Le problème de points fixes de vente et la rareté de clientèles à Conakry sont entre autres difficultés évoqués par notre interlocuteur. « Une fois à Conakry, on a d’autres difficultés qui se présentent nous. Il y a le problème de place. On n’a pas une place fixe où on peut vendre nos marchandises. On est victime de temps à autres de déguerpissement. On est sous le pont ici, nos marchandises passent la nuit ici. On les couvre à partir des tissus usés quand la nuit tombe mais parfois les gens viennent casser ça.Certains ne le font pas exprès puisque les choses sont couvertes donc elles ne se rendent pas compte que ce sont des marchandises fragile qui y sont. On n’a pas là où se plaindre. On n’a pas de moyens pour stocker ça dans des magasins qui sont très chers alors qu’il y a rareté de clients avec cette conjoncture. Parfois, on peut faire toute une journée sans rien gagner. Actuellement, on peut faire un ou deux mois sans que nos marchandises ne s’épuisent », a déclaré le jeune Issiaga.
Autrefois utilisés dans les cases surtout aux villages pour la conservation de l’eau à boire, ces jarres sont actuellement utilisés pour d’autres fins à en croire interviewé. « Quelques rares clients qui viennent faire des achats utilisent pour la majorité des cas ces jarre pour la conservation de leurs médicaments individuel ou collectif.

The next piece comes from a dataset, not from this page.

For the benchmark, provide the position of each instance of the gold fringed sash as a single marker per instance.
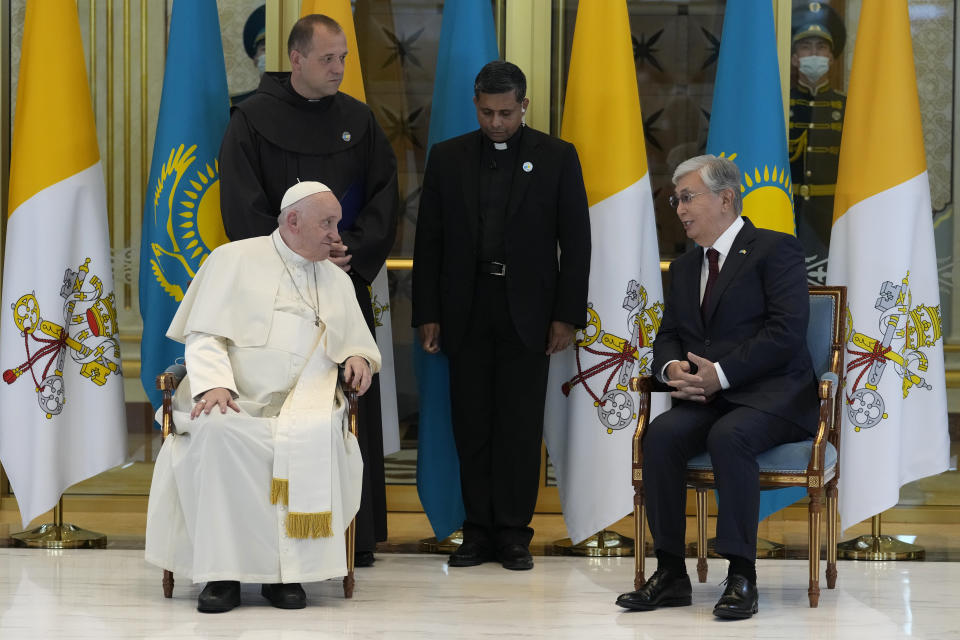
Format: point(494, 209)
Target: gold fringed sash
point(310, 525)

Sinon, si vous mettez l’eau à boire dedans, ça va naturellement se glacer et c’est très bon pour la santé. Quand tu bois l’eau de la canarie, ça peut te protéger. Même si quelqu’un fait du maraboutage contre toi, ça ne va pas marcher. Mais on a oublié nos coutumes. Quand tu bois l’eau de la Canarie, tu peux faire des heures sans avoir soif. Mais on préfère l’eau de congélateur, l’eau glacée par le courant qui est parfois source de maladie etc », a fait savoir Issiaga Soumah.
D’après Issiaga la meilleure qualité d’argile pour la fabrication de jarre vient de Porédaka dans la région de Mamou, suivis de Kankan, de Labé et de Dabola. « Mais la plus jolie argile en la matière vient de Dabola. Le processus de fabrication prend parfois un ou deux mois selon la qualité », a précisé Issiaga Soumah.
Parlant du prix d’achat, il indique que le coût unitaire de ces jarres à eau au Marché madina varie de 5 000 francs guinéens à 50 000 francs guinéens selon le volume de rétention d’eau. « Pour une jarre qui prend un litre, on la revend à 5 000 GNF. Pour une jarre qui prend plus de trente litres, on la revend à 50 000 GNF. C’est pas cher là où on prend mais c’est très difficile de les envoyer à Conakry sans que ça ne se casse. Étant grossiste, on peut payer sur les lieux de fabrication une unité à 4 mille francs guinéens. On la revend à 5 mille francs guinéens à Conakry. Dans tout ça, nous, on cherche 5 ou 10 mille francs guinéens d’intérêts. J’invite l’État a valorisé ces produits en nous accompagnant dans nos activités pour le bonheur des populations en général et les artisans guinéens en particulier », a conclu Issiaga Soumah.